One problem that may be encountered out on the desert is a variant of cabin fever. Cabin fever may be a variant of boredom. It can be encountered in space, too.
Many years ago, there was this program about such phenomenon. Nobody could understand why a boat was abandoned in the middle of the ocean. It was speculated that the people on that boat went nuts, because of the uniformity of the surroundings imposed a type of sensory deprivation on them, driving them mad. They may have jumped overboard and drowned themselves.
Human beings require stimulation. In the absence of it, the mind may invent things that may be very much like psychotic delusions. In other words, madness.
There are such things as sensory deprivation tanks, which are designed to test this phenomenon. It has been confirmed that the experience is not a pleasant one. If someone spends too much time in one of those things, they could go nuts.

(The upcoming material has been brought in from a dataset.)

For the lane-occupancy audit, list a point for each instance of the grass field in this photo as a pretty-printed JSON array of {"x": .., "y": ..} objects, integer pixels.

Literature on the subject includes some stories about how Artic explorers were able to deal with the isolation. One way is to stay busy. Staying busy keeps one's mind occupied, and is a way to ward off the cabin fever.
I write this after taking a completely unnecessary, and uneconomical trip of a couple hundred miles yesterday afternoon. It seems that my work off grid has slowed almost to a complete stop. It is ironic then, that my trip was a hundred miles in that direction and back.
A question for me is can I control my own tendencies to do counter productive things? Perhaps it wasn't useless trip, as I learned a little from it. On the other hand, was it really worth it? This costs money, and I don't have money to spare.